Computing the subset giving the minimum standard d

2019-06-27 19:17发布

问题:

Let us have a vector of size N. For example:

x = rand(N,1)

I want to compute the minimum standard deviation of a subset of length K in the vector.

When N and K are small, it is easy to find the best subset since I can use nchoosek(N,K) to enumerate all possible subsets. But when the values of N and K are larger than let's say N=50 and K=25, nchoosek fails to compute the combinations since the size of the possible subsets are huge.

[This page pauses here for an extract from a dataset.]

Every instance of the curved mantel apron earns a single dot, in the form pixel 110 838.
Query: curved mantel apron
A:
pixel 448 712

I wonder if there is a better algorithm to compute the subset that gives the smallest standard deviation in an array efficiently. For example via dynamic programming. Any ideas?

Update:

I've implemented it in a loop aftter the answers and compared to the combinatorial solution. The results are always the same but the speed gain are unprecedented.

n = 20;
k = 10;
x = rand(n,1);
C = nchoosek(x, k);

tic
mins = realmax;
for i = 1:size(C,1)
    s = std(C(i,:));
    if s < mins
        mins = s;
        bestC = C(i,:);
    end
end
toc

tic
[x2, j] = sort(x);
mins2 = realmax;
for i = 1:(n-k+1)
    s = std(x2(i:(i+k-1)));
    if s < mins2
        mins2 = s;
        idx = j((i:(i+k-1)));
    end
end
toc

if mins == mins2
    'Equal'
end

gives

Elapsed time is 7.786579 seconds.
Elapsed time is 0.002068 seconds.

ans =

Equal

回答1:

Sort the array and then compute this in one pass with rolling window of length K.

I'm sure this will give you the right answer, will think if I can prove it.

Hand-wavey argument, with a possible gap in logic in the "extend this" part:

Consider an element x from your list. Let's try and find the minimum standard deviation of a set of size 2 containing this element. We'll get this by choosing x and the closest element to x. Extend this to k elements and we'll get a set that is a contiguous part of the sorted list that contains x. To pick the smallest subset of k elements (i.e for any x) we therefore just have to iterate over the sorted list as described before.